Jakarta, CNN Indonesia -- Usai sudah pentas Opera Kecoa Produksi Teater Koma ke 146, sejak November 20, 2016, di Graha Bhakti Budaya, Unit Pengelola Taman Ismail Marzuki (UP-TIM).
Kesenian seperti sinyal lampu mercusuar, bagai pelabuhan tempat banyak kapal berlabuh membuang sauh menuju kerinduan daratan, kegembiraan getir dan kangen membalut sunyi lautan ketika hati menjauh bersama ombak.
Sejarah seni drama Teater Koma, penuh liku getir, penuh pahit, penuh duka sedikit suka di antara luka bersama lara, ketika kesenian dicurgai kekuasaan Orde Baru (Orba) sebagai ancaman.

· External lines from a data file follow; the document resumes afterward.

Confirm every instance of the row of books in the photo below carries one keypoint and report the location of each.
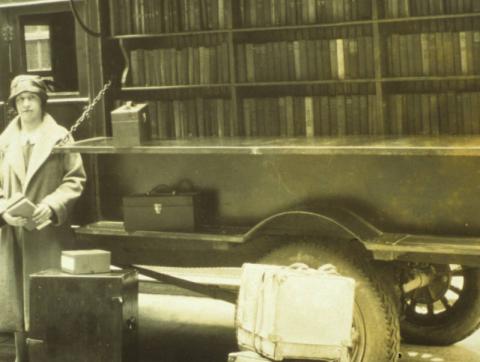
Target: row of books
(440, 53)
(447, 113)
(166, 16)
(193, 117)
(305, 60)
(258, 13)
(188, 65)
(406, 8)
(433, 114)
(293, 116)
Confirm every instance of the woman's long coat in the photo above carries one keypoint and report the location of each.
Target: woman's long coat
(54, 179)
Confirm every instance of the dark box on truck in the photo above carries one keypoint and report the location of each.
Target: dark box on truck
(168, 212)
(80, 318)
(130, 125)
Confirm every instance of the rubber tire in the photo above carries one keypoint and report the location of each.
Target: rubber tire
(372, 296)
(462, 322)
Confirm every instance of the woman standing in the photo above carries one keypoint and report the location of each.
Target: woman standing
(53, 182)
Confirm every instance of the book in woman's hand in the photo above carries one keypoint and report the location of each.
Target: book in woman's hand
(19, 205)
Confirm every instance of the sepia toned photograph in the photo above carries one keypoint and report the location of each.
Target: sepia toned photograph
(239, 180)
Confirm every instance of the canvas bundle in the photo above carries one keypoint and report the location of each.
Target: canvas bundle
(298, 313)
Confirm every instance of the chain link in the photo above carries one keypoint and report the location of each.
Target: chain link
(86, 113)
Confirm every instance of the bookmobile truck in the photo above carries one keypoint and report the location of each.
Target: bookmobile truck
(341, 132)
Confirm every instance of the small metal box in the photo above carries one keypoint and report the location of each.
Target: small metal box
(85, 261)
(130, 125)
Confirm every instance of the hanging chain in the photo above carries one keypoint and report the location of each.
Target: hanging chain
(86, 113)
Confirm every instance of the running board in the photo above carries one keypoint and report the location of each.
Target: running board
(390, 246)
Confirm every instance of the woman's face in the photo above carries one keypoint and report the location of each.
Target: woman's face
(29, 106)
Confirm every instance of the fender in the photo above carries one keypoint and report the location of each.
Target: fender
(329, 222)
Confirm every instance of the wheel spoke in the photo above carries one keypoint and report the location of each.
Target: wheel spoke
(431, 294)
(455, 289)
(430, 309)
(445, 303)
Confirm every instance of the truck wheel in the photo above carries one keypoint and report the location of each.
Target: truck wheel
(445, 311)
(375, 330)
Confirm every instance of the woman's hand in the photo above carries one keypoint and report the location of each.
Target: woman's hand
(14, 220)
(42, 213)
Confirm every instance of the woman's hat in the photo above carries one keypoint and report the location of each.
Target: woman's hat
(27, 83)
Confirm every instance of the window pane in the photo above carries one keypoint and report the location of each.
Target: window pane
(37, 48)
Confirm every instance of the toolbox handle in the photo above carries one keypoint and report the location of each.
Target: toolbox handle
(161, 189)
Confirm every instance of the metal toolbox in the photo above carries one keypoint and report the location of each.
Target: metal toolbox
(130, 125)
(79, 318)
(167, 212)
(288, 313)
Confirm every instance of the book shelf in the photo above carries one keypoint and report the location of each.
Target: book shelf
(311, 68)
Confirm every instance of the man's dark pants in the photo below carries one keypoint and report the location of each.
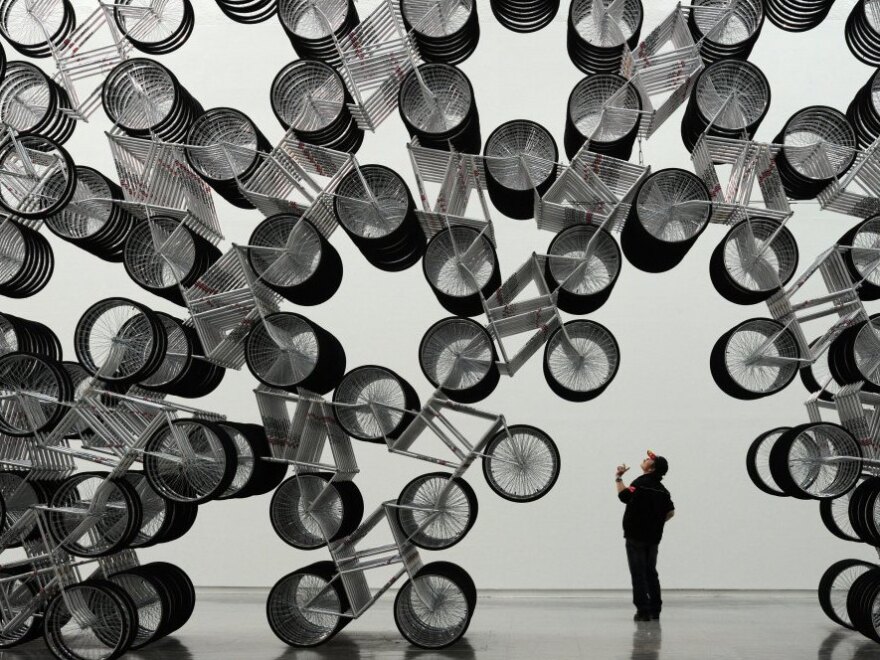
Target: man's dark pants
(642, 557)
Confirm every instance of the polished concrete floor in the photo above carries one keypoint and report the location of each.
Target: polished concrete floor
(230, 625)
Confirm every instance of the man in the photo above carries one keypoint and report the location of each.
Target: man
(648, 507)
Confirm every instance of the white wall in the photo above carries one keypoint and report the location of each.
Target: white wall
(726, 534)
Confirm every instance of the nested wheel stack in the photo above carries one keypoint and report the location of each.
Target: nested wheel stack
(39, 176)
(374, 404)
(35, 29)
(862, 259)
(603, 113)
(436, 510)
(581, 358)
(248, 12)
(163, 256)
(144, 98)
(758, 461)
(92, 620)
(797, 15)
(862, 32)
(434, 608)
(726, 29)
(26, 260)
(26, 336)
(36, 393)
(863, 111)
(462, 269)
(854, 355)
(294, 259)
(816, 461)
(458, 355)
(818, 145)
(437, 106)
(755, 358)
(314, 27)
(224, 147)
(288, 351)
(730, 100)
(583, 264)
(309, 606)
(310, 510)
(114, 510)
(520, 160)
(834, 587)
(94, 219)
(155, 27)
(524, 15)
(190, 460)
(671, 209)
(600, 32)
(120, 341)
(756, 259)
(375, 207)
(31, 102)
(521, 463)
(310, 98)
(444, 31)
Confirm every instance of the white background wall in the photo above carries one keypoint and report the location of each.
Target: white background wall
(726, 533)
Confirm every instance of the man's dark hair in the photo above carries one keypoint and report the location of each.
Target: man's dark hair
(661, 466)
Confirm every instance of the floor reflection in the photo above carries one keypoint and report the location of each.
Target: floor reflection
(646, 640)
(848, 645)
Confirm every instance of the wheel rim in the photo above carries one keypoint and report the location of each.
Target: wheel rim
(300, 518)
(438, 619)
(760, 372)
(289, 616)
(523, 465)
(434, 512)
(582, 356)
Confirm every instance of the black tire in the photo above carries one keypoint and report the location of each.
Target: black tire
(450, 524)
(759, 454)
(839, 577)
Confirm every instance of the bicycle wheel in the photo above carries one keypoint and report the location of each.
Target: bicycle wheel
(581, 359)
(190, 460)
(757, 358)
(582, 267)
(834, 588)
(294, 259)
(20, 598)
(521, 463)
(461, 267)
(835, 516)
(39, 174)
(436, 511)
(373, 403)
(120, 340)
(112, 505)
(302, 605)
(458, 356)
(436, 612)
(93, 620)
(35, 393)
(756, 259)
(816, 461)
(151, 602)
(156, 511)
(308, 511)
(671, 209)
(288, 351)
(758, 461)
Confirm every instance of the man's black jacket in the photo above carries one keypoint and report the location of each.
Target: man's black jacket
(647, 504)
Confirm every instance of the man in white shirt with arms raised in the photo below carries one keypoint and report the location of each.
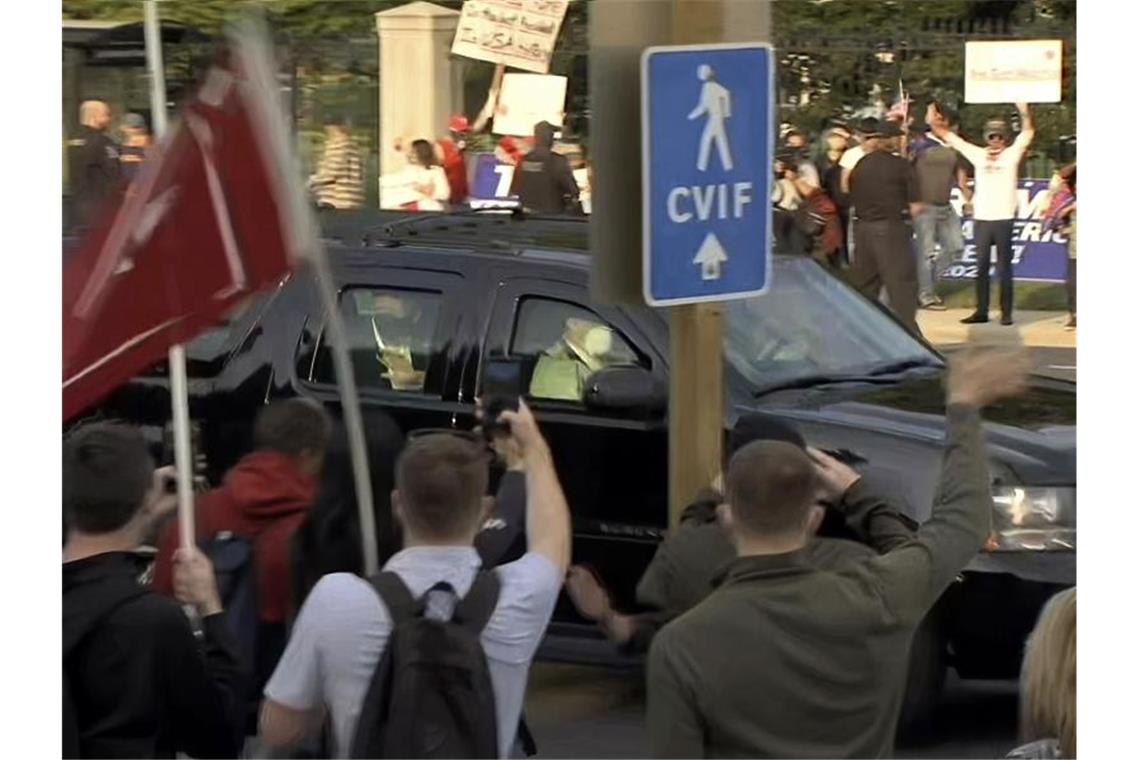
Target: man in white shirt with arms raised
(995, 173)
(439, 499)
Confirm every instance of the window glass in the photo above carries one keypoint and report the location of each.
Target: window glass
(568, 344)
(812, 324)
(391, 337)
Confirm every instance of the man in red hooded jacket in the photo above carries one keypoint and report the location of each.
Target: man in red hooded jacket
(263, 497)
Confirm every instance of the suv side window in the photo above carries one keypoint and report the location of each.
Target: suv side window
(568, 343)
(391, 336)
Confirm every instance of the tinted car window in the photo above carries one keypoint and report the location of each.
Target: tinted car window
(391, 336)
(568, 343)
(808, 324)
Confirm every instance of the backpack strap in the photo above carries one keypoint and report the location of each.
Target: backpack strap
(474, 610)
(396, 596)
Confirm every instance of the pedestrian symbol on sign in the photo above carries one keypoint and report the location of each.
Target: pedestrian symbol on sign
(716, 101)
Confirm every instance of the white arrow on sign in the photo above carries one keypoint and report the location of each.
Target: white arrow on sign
(710, 255)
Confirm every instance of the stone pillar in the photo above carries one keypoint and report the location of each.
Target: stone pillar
(417, 80)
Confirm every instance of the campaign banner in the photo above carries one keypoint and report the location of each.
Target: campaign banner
(490, 184)
(519, 33)
(1027, 71)
(1037, 255)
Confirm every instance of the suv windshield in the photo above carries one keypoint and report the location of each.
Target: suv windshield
(811, 325)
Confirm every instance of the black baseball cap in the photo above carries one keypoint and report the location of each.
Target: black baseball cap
(758, 426)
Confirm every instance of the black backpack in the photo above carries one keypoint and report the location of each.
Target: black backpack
(431, 694)
(113, 601)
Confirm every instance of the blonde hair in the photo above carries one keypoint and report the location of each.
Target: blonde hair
(1049, 676)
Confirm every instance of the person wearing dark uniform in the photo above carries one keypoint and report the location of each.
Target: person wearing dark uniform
(543, 179)
(92, 162)
(885, 194)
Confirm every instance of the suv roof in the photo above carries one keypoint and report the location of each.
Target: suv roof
(493, 231)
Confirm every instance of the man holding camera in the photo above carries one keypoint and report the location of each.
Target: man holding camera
(345, 626)
(795, 180)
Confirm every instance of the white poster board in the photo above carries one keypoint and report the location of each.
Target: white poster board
(519, 33)
(1014, 72)
(527, 99)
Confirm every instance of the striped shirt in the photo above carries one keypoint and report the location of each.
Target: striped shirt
(339, 181)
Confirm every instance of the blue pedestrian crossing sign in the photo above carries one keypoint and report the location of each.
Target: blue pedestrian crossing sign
(706, 171)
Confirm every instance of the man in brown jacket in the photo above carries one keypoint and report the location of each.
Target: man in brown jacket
(784, 660)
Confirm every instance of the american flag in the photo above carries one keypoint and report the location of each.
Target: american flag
(900, 107)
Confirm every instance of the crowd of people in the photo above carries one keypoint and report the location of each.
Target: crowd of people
(293, 651)
(882, 187)
(97, 162)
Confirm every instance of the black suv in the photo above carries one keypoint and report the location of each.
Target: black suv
(428, 297)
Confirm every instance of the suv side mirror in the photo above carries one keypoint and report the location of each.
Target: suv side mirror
(625, 389)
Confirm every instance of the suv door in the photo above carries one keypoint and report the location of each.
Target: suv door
(408, 337)
(612, 465)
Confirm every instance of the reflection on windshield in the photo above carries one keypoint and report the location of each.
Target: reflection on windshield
(811, 324)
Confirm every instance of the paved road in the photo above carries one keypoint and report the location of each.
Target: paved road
(1052, 362)
(589, 712)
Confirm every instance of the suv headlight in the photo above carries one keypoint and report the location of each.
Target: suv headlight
(1029, 519)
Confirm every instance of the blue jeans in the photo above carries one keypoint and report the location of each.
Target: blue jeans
(936, 225)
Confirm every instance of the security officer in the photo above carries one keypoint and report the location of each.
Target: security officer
(543, 179)
(92, 161)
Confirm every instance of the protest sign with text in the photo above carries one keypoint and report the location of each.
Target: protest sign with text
(1027, 71)
(1037, 254)
(519, 33)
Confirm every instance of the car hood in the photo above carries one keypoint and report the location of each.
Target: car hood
(1032, 438)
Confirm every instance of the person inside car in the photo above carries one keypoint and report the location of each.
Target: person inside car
(562, 370)
(398, 328)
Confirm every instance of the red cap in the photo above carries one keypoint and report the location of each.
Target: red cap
(457, 123)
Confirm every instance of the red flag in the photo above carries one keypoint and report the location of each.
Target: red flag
(214, 215)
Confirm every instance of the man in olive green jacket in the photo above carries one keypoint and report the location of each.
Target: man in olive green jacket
(789, 661)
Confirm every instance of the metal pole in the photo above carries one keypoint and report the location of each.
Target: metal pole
(155, 72)
(179, 398)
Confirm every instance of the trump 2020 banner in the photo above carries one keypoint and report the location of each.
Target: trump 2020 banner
(1037, 255)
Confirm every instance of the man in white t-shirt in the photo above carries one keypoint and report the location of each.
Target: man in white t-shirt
(995, 174)
(865, 136)
(343, 627)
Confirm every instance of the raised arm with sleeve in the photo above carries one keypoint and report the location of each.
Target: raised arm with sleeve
(874, 521)
(972, 153)
(547, 513)
(1025, 137)
(912, 577)
(914, 573)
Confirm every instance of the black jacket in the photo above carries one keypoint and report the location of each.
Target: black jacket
(545, 184)
(141, 685)
(94, 170)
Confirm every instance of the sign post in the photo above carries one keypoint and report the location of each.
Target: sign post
(706, 169)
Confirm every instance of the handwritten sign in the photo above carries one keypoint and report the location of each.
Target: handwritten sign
(1014, 72)
(519, 33)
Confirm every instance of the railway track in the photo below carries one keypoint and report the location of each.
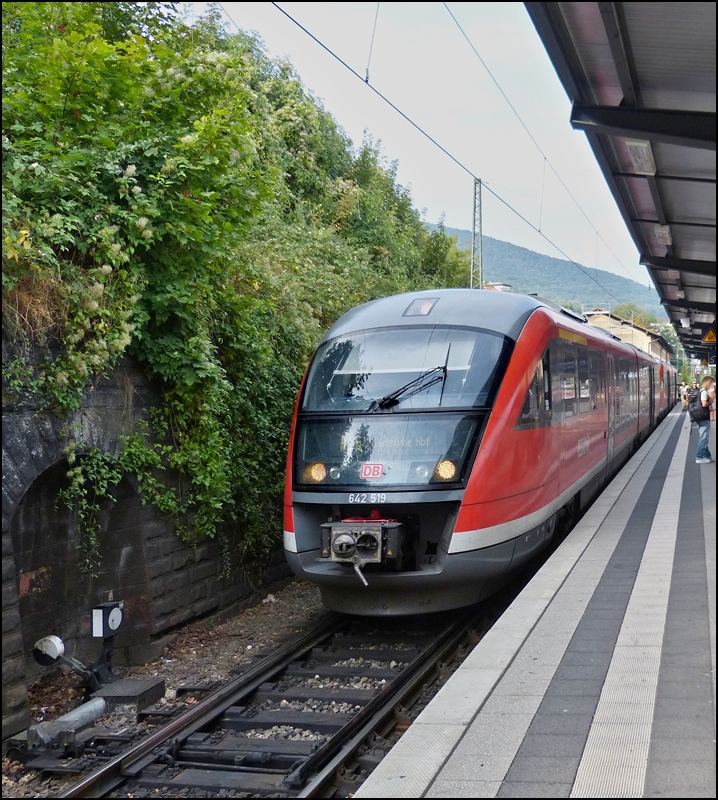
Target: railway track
(309, 720)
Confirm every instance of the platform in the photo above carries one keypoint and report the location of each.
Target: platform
(599, 679)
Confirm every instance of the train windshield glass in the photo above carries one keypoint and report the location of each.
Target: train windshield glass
(412, 450)
(359, 371)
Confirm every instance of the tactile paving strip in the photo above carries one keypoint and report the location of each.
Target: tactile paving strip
(615, 757)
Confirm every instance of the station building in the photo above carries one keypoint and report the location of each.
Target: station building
(631, 332)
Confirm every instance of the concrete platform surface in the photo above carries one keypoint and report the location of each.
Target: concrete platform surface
(599, 679)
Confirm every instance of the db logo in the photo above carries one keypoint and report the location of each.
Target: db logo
(371, 471)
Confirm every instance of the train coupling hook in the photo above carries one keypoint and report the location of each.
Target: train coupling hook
(358, 562)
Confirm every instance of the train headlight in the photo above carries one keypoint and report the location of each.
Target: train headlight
(316, 472)
(445, 470)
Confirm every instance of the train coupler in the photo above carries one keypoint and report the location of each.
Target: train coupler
(358, 542)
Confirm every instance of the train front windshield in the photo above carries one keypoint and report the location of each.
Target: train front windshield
(399, 407)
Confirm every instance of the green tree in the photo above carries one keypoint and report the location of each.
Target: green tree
(172, 192)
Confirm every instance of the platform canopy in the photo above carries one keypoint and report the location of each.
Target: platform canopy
(642, 79)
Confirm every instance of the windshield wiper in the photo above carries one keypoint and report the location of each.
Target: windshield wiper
(423, 381)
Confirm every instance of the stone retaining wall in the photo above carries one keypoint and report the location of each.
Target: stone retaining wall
(163, 581)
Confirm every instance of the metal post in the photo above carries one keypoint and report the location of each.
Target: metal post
(477, 244)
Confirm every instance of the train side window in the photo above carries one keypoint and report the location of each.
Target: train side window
(568, 380)
(598, 378)
(531, 409)
(584, 387)
(547, 414)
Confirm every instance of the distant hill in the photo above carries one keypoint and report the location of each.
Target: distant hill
(529, 272)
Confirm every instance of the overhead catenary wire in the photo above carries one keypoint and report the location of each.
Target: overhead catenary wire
(371, 46)
(538, 146)
(424, 133)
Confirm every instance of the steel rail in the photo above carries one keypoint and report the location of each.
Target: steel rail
(130, 763)
(334, 753)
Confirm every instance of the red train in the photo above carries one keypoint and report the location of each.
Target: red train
(439, 435)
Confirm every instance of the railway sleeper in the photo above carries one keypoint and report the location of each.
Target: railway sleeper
(274, 692)
(283, 762)
(175, 779)
(351, 673)
(331, 653)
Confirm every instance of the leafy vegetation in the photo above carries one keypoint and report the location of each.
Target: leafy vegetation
(173, 193)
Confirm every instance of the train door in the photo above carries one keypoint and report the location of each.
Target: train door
(611, 386)
(652, 394)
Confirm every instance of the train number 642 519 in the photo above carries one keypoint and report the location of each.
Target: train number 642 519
(368, 497)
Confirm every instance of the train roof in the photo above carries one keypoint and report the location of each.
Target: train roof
(503, 312)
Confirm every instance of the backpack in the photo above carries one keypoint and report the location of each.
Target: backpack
(696, 410)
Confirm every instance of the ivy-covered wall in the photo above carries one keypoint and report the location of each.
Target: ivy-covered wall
(163, 580)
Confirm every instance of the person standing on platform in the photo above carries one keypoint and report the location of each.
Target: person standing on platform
(700, 413)
(684, 395)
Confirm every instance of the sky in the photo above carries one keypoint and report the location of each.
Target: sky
(421, 61)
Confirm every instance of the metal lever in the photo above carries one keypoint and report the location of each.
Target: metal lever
(358, 563)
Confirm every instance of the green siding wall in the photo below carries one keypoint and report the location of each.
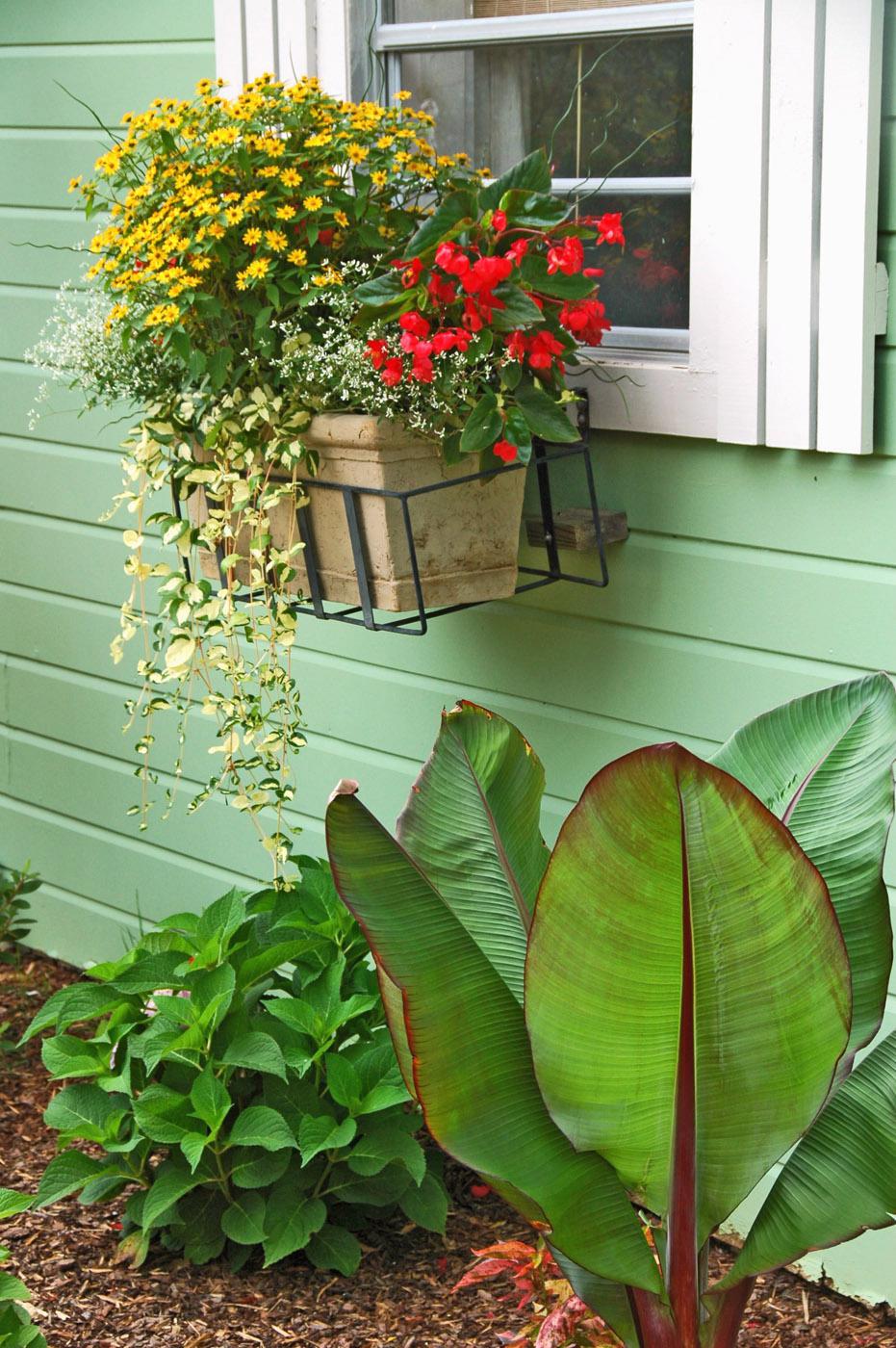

Koma diberedel, disetop sebelum pentas bahkan tengah pentas dilarang dilanjutkan, ketika kekuasaan ketakutan pada tolok ukur humanisme (HAM) dalam pesan naskah Opera Kecoa karya dan sutradara N. Riantiarno, orang Cirebon Indonesia, asli pesisir.
Kisah Opera Kecoa bukan sekadar kritik sosial, bukan. Itu kisah tentang realitas humanisme universal, bisa terjadi di negeri manapun, jika hegemoni kekuasaan melewati batas ambang arti kemanusiaan di keadabannya.
Ketika politik ekonomi menjadi mastodon bergulir di tengah kelompok asyik dalam pesta demokrasi kala menjadi primadona, ada hal terlewatkan, ada hal tak terlihat.
Nasib orang-orang kecil tak lagi memiliki trotoar, di tepian emperen mal sekalipun. Meski suaranya tetap diperlukan dalam suatu ajang pemilihan umum yang terbuka jujur dan adil.
Nasib orang-orang kecil dipeluk kembali oleh badut bercelana jenki berkostum warna-warni simbolik peran pesulap di naskah itu, berceloteh tentang dirinya sendiri meski dia kecoa sesungguhnya.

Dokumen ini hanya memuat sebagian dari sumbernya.